Aus einem von der Uni Kassel erstellten Diagramm lässt sich nun ablesen, was eine Solarthermie-Anlagen „kosten darf“, um mit einer Photovoltaik-Anlage gleichauf zu sein. Anhand der Einstrahlung auf der senkrechten Achse und der Temperaturdifferenz auf der waagerechten Achse lässt sich in dem Diagramm ein Kostenverhältnis von 500 ablesen. Der Faktor gilt jeweils für PV-Kosten in Euro pro kW und für Solarthermie-Kosten in Euro pro m2 Kollektorfläche. Nimmt man der Einfachheit halber Kosten für die PV-Anlage von 1 Euro pro Watt an, ist eine Solarthermie-Anlage also bei 500 Euro pro Quadratmeter im Vergleich zu dieser wettbewerbsfähig in Bezug auf den Wärmepreis.
Vorteil für Solarthermie bei geringeren Prozesstemperaturen
Das Diagramm zeigt auch: Je niedriger die gewünschte Prozesstemperatur und je höher die Umgebungstemperatur ist, umso günstiger wird das Kostenverhältnis für die Solarthermie. Bei gleicher Einstrahlung und 40 °C Temperaturdifferenz (also 55 °C Prozesstemperatur) liegt der Faktor um 600. Bei 1 Euro pro Watt „darf“ eine vergleichbare Solarthermie-Anlage also 600 Euro pro Quadratmeter kosten. Je niedriger die Einstrahlung, desto mehr profitiert hingegen die PV. Bei einer norddeutschen Solarstrahlung um 1.000 kWh pro m2 landet man zum Beispiel bei 60 °C Temperaturdifferenz schon im türkisfarbenen Bereich.
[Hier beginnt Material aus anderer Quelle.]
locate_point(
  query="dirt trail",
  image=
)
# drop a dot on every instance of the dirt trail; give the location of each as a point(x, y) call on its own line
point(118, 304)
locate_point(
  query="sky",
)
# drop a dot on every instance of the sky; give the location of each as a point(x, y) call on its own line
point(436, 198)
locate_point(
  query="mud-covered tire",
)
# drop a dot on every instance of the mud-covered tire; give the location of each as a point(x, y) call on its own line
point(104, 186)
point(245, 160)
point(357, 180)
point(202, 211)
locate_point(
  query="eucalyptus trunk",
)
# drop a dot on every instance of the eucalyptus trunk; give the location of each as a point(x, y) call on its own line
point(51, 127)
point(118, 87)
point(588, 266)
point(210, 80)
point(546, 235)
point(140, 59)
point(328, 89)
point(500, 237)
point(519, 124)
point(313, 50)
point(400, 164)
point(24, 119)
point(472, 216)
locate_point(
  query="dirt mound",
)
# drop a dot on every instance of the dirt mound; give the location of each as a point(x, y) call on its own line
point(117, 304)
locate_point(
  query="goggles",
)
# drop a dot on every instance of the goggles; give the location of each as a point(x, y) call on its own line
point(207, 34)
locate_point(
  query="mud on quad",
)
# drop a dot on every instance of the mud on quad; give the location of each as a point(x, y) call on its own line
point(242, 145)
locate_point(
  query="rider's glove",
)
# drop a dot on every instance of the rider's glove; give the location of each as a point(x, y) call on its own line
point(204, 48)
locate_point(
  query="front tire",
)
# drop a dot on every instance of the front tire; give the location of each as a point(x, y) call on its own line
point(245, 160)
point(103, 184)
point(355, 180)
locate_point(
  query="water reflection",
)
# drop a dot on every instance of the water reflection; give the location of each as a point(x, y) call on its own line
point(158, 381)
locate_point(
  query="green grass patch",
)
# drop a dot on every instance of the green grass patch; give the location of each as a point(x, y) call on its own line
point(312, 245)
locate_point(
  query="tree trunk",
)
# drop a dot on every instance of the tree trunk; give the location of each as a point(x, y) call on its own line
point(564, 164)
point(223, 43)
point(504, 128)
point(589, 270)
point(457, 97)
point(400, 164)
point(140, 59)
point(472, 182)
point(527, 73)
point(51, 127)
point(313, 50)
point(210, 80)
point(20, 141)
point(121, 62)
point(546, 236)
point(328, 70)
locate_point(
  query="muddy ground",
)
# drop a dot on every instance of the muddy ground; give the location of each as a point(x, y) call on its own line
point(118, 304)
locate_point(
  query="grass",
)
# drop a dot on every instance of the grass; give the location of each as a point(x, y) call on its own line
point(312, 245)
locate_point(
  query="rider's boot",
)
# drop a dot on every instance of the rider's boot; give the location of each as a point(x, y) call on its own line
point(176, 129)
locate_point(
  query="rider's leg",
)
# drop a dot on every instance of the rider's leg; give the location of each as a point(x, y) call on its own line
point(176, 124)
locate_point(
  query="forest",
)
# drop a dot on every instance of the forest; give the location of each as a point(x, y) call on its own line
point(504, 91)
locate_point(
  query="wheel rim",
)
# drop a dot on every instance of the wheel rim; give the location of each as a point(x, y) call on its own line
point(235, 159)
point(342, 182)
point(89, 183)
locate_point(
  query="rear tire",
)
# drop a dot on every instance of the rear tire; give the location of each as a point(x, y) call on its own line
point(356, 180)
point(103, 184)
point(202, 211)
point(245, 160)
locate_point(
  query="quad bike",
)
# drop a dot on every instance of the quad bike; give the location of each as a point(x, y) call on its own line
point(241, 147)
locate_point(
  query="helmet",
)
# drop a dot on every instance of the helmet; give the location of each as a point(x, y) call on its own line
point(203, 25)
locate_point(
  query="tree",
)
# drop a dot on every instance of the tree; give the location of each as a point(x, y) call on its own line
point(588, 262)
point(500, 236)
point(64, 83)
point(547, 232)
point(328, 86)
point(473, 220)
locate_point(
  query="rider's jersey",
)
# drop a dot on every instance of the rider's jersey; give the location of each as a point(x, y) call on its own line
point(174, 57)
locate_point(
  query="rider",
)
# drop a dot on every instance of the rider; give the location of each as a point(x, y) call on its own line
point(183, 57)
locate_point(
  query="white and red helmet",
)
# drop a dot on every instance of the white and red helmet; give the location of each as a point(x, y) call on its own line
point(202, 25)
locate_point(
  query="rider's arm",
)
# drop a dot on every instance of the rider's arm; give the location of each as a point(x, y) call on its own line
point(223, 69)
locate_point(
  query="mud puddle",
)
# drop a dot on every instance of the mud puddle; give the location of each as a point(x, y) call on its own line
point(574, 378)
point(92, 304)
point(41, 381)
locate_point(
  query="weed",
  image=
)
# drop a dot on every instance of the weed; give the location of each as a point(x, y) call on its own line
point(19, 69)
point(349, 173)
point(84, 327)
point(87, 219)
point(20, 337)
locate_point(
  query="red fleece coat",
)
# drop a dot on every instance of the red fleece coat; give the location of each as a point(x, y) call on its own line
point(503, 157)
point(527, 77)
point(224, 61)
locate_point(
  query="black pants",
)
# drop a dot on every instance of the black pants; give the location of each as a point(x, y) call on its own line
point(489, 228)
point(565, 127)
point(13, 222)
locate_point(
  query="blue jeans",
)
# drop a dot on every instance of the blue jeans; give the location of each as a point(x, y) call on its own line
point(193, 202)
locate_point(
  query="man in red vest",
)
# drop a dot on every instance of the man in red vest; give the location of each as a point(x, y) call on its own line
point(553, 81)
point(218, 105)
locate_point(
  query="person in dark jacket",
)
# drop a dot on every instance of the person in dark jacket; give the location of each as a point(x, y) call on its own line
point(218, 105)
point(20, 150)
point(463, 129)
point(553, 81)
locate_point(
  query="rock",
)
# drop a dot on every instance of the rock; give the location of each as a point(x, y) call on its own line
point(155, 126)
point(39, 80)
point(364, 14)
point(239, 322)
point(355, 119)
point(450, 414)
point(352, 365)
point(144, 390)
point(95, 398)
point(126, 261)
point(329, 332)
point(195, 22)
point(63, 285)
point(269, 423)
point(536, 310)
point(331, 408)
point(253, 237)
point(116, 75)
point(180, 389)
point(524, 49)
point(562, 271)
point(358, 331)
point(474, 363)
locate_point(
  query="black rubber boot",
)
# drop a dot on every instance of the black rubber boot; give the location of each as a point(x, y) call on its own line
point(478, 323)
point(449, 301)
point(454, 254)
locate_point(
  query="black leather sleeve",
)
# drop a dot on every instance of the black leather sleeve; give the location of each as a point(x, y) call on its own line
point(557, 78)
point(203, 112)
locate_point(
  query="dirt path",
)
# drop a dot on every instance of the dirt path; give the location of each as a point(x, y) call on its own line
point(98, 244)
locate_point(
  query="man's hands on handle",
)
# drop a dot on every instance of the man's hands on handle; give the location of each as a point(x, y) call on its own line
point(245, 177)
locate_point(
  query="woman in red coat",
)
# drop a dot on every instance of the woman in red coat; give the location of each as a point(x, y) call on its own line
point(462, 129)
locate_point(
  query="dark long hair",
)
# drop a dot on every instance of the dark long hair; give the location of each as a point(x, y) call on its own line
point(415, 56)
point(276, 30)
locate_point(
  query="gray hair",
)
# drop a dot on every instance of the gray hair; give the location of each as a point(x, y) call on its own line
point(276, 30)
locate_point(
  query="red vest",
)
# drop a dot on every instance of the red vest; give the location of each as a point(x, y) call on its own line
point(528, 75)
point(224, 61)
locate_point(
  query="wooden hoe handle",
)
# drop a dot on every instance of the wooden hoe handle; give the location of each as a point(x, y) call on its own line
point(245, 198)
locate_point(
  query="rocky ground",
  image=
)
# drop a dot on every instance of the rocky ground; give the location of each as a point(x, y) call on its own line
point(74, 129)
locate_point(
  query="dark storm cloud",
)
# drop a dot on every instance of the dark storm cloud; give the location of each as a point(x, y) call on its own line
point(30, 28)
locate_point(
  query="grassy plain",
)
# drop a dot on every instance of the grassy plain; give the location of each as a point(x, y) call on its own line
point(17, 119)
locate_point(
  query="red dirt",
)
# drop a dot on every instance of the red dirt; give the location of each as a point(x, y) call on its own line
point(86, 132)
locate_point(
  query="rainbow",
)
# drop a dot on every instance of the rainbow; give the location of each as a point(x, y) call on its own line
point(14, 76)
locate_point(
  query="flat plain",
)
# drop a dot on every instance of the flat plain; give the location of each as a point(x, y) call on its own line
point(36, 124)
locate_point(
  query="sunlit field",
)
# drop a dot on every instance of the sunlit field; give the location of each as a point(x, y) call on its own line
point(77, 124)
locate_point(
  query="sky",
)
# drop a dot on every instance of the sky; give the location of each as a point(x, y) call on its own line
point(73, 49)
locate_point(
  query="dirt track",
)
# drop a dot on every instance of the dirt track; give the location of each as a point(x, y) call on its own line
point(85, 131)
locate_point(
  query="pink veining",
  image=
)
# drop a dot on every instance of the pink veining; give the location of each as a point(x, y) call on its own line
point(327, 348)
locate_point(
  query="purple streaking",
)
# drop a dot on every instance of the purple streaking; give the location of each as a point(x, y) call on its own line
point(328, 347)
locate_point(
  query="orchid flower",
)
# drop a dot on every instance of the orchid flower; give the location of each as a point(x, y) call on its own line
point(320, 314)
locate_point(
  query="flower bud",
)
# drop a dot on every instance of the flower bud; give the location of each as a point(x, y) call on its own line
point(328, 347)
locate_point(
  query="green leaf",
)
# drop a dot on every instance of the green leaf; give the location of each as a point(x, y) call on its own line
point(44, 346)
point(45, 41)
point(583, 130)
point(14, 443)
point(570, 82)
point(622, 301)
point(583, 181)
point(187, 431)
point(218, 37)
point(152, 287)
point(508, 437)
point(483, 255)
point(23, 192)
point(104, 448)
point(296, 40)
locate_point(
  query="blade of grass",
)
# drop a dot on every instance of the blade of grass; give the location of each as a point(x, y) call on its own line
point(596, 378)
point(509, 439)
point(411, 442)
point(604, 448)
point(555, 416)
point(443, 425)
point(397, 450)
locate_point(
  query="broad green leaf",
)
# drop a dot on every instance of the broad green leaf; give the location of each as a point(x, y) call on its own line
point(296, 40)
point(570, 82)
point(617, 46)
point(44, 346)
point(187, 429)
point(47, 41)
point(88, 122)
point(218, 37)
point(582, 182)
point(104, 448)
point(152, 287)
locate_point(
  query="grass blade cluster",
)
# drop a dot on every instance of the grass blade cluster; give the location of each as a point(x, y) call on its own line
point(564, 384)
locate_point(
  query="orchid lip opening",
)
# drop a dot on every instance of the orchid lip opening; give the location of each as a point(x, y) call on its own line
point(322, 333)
Die Solarthermie-Anlage darf also nur noch etwa 450 Euro pro Quadratmeter kosten, wie die Farbskala am rechten Rand des Diagramms verrät. Verkürzt gesagt: In Süditalien ist Solarthermie besser dran, in Norwegen die Photovoltaik.
Allerdings muss man auch einräumen, dass die Technologien oft nicht auf diese Weise nebeneinanderstehen. Will man vor allem Wärme mit niedriger Temperatur erzeugen, würde man die PV-Anlage vermutlich mit einer Wärmepumpe koppeln. Dann muss man nicht nur höhere Investitionen einbeziehen, sondern auch die Stromkosten. Ein solcher Vergleich lässt sich nicht mehr in einem einzelnen Universaldiagramm darstellen.
Hinzu kommt, dass die PV nicht Wärme, sondern Strom liefert. Ersetzt man mit der selbst gewonnenen Solarenergie also eingekauften Strom statt eingekaufter Wärme, hat man mit der PV eine bessere Wirtschaftlichkeit. Wenn man dann mit einem Heizstab aus ansonsten nicht selbst genutztem Strom noch einige Kilowattstunden Wärme erzeugt, ist das eher ein willkommener Nebeneffekt.
Kosten-Lernkurve von Photovoltaik ähnlich wie von Solarthermie
Um zu beschreiben, wie sich eine Technologie in Bezug auf die Wirtschaftlichkeit entwickelt, gilt die Lernkurve als Maßstab. Beispiel Photovoltaik: Mit jeder Verdopplung der weltweiten Produktionsmenge für PV-Module sind die Kosten um etwa 23 Prozent gesunken. Für ganze PV-System ging es nicht ganz so schnell, die Lernkurve für Photovoltaik-Anlagen bis 100 kW lag aber immerhin bei 21 Prozent. Diese Lernkurve vergleicht Vajen nun mit der Lernkurve von Solarthermie-Systemen. Deren Kosten sanken über die Zeit betrachtet langsamer. 1984 kostete eine Solarthermie-Anlage umgerechnet zwischen 4.500 und 5.000 Euro pro Quadratmeter Kollektorfläche. Im Jahr 2022 waren es noch gut 1.000 Euro.
Stellt man die Preisentwicklung jedoch nicht in Abhängigkeit von der Zeit, sondern von der insgesamt produzierten Menge dar, zeigt sich die Ähnlichkeit der Kurven. Pro Verdopplung der Produktionsmenge sanken die Kosten dann auch für die Solarthermie um etwa 20 Prozent. Allerdings wuchs der Markt für die Solarthermie deutlich langsamer – so kommt der Lerneffekt weniger stark zum Tragen.